The materials under investigation are mainly niobium and A15 compounds. The deposition methods are High-Power Impulse Magnetron Sputtering (HiPIMS) and DC Magnetron Sputtering (DCMS). In the context of my PhD, I will make use of the data collected with the test station at the Cryolab to study the correlations between the deposition parameters, the structural features and the SC performance of the thin films produced at CERN. The analysis of the results will take place in collaboration with University of Siegen, HZB (Germany) and INFN-LNL (Italy) within the EASITrain programme.
- Study and experimental development of a new technique for the simultaneous and distinct measurement of the radiative and non-radiative components of the calorimetric energy spectrum of Ho-163 nuclear electron capture decay within the ECHo experiment
- Study of a new experimental and model independent method for the measurement of the absolute branching fraction of the a rare Λ decay channel, using data collected by the LHCb experiment
The FCC Study is an international collaboration investigating the feasibility of new circular collider pushing the intensity (FCC-ee) and energy (FCC-hh) frontiers, in the search for new physics beyond the Standard Model.

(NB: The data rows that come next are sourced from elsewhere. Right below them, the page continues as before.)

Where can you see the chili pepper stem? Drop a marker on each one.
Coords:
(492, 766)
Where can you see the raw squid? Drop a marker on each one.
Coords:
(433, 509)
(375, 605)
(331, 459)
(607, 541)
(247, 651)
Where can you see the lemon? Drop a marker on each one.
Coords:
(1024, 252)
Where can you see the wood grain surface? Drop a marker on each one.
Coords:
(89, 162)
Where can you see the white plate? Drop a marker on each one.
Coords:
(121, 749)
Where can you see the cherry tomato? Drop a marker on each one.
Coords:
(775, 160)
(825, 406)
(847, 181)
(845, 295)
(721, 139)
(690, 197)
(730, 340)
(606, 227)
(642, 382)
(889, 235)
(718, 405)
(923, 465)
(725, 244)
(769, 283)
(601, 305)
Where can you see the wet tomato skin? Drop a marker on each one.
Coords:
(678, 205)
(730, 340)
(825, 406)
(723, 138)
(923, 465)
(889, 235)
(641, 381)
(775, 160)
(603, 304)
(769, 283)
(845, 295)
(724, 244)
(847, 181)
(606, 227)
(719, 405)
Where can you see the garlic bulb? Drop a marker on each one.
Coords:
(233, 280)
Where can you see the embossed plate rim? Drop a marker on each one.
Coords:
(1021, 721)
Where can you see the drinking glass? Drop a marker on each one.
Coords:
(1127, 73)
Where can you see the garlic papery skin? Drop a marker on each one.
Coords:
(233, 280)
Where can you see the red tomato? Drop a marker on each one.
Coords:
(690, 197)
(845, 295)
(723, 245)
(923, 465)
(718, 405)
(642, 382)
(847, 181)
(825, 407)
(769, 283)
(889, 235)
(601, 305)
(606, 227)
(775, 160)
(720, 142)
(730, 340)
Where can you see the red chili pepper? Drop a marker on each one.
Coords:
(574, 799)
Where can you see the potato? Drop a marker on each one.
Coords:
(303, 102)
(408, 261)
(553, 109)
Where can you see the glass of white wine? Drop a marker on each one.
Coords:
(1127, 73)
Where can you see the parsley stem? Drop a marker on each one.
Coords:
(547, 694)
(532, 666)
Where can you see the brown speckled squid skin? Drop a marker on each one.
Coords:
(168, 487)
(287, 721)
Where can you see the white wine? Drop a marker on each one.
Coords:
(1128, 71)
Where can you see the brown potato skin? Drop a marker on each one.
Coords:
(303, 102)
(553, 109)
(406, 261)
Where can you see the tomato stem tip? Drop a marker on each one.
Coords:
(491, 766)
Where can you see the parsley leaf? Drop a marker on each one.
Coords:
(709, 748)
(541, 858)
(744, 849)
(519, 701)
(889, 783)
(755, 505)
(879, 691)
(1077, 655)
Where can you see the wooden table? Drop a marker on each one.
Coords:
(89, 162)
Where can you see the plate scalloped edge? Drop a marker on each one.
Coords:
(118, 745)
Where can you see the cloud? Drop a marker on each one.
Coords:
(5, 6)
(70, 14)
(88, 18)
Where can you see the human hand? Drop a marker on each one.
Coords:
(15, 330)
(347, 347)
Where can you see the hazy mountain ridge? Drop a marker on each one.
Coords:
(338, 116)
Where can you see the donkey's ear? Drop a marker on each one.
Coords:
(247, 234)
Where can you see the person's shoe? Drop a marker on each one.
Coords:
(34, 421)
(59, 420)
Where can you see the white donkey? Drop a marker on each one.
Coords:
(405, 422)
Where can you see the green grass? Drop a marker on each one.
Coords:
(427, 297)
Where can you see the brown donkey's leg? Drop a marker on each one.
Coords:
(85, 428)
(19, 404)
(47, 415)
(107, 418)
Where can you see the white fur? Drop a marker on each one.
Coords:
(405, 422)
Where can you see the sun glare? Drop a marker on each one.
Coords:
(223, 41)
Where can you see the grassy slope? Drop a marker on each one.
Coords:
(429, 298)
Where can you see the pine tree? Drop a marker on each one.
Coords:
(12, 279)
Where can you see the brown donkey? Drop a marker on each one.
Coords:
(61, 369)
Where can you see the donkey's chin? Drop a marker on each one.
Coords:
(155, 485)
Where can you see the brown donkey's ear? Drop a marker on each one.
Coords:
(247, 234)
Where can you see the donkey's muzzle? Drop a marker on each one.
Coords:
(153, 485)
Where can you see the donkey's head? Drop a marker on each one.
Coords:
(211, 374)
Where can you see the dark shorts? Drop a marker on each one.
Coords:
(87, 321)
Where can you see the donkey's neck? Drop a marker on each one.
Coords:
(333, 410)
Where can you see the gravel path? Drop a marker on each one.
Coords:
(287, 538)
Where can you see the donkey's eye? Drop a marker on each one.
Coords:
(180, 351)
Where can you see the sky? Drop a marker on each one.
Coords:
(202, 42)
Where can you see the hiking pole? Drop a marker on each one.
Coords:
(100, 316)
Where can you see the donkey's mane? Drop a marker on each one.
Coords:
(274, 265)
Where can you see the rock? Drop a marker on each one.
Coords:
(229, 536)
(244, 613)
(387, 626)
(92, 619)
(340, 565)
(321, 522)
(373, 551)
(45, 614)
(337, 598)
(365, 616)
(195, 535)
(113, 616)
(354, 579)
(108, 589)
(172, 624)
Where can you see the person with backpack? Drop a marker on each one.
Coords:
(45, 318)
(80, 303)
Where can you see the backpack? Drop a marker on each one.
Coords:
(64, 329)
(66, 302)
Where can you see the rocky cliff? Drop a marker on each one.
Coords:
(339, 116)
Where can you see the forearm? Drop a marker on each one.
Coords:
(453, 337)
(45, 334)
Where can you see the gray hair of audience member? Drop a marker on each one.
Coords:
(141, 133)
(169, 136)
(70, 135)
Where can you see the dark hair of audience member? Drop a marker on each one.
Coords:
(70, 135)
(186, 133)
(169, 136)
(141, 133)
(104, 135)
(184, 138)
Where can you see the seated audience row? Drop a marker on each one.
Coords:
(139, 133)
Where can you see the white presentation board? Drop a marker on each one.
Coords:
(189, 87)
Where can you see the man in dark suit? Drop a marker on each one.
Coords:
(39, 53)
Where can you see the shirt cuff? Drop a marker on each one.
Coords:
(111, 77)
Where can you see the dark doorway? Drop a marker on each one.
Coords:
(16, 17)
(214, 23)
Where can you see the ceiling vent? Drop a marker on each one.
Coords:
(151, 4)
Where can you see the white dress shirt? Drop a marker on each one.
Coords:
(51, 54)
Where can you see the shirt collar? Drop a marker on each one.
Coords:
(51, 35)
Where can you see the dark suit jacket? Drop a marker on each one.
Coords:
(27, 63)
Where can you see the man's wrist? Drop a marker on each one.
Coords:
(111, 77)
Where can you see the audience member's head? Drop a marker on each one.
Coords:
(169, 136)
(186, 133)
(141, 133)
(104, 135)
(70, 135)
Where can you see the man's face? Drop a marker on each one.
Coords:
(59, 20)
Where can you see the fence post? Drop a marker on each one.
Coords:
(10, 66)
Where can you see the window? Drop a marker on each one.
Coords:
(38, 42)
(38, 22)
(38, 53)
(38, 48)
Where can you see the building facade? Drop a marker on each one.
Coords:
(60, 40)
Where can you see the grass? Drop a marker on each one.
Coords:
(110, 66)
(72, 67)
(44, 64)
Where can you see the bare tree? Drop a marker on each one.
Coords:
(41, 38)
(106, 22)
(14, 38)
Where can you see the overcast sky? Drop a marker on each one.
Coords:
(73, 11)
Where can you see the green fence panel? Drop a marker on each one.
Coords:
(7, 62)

Within the FCC study, extensive efforts are ongoing on the R&D side towards the establishment of the advanced technologies needed for the construction of a particle accelerator capable of reaching energies beyond the state of the art machines, such as the LHC. Currently, one major challenge is represented by the development of new superconducting radio-frequency (SRF) cavities capable of providing higher accelerating fields, and one of the options considered is the production of superconducting (SC) film coated copper cavities. Among the several options, A15 compounds are being explored as coating materials while the focus at CERN is on Nb3Sn and V3Si.
The production of these materials, especially in the form of thin films, is nothing like a simple nor a well-established process, and it requires the joint efforts of experts from many fields, from Material Science, to Cryogenics, to Accelerator Physics to Superconductivity. To assess the quality of the SC films on their substrate and to investigate how the condition of the substrate can cause deviation of their behaviour from what is observed in bulk materials, it is important to study their physical and thermal properties such as the critical temperature Tc.
To meet this goal, I have been working on the preparation of a test station at the Central Cryogenic Laboratory at CERN, allowing to perform contactless, inductive measurement of the Tc of A15 thin film samples deposited on copper substrate produced. As proof of principle, I performed the measurement of the critical temperature of bulk niobium (shown in the figure below), and after started analysing newly produced thin film samples while the test station is currently being upgraded and optimized.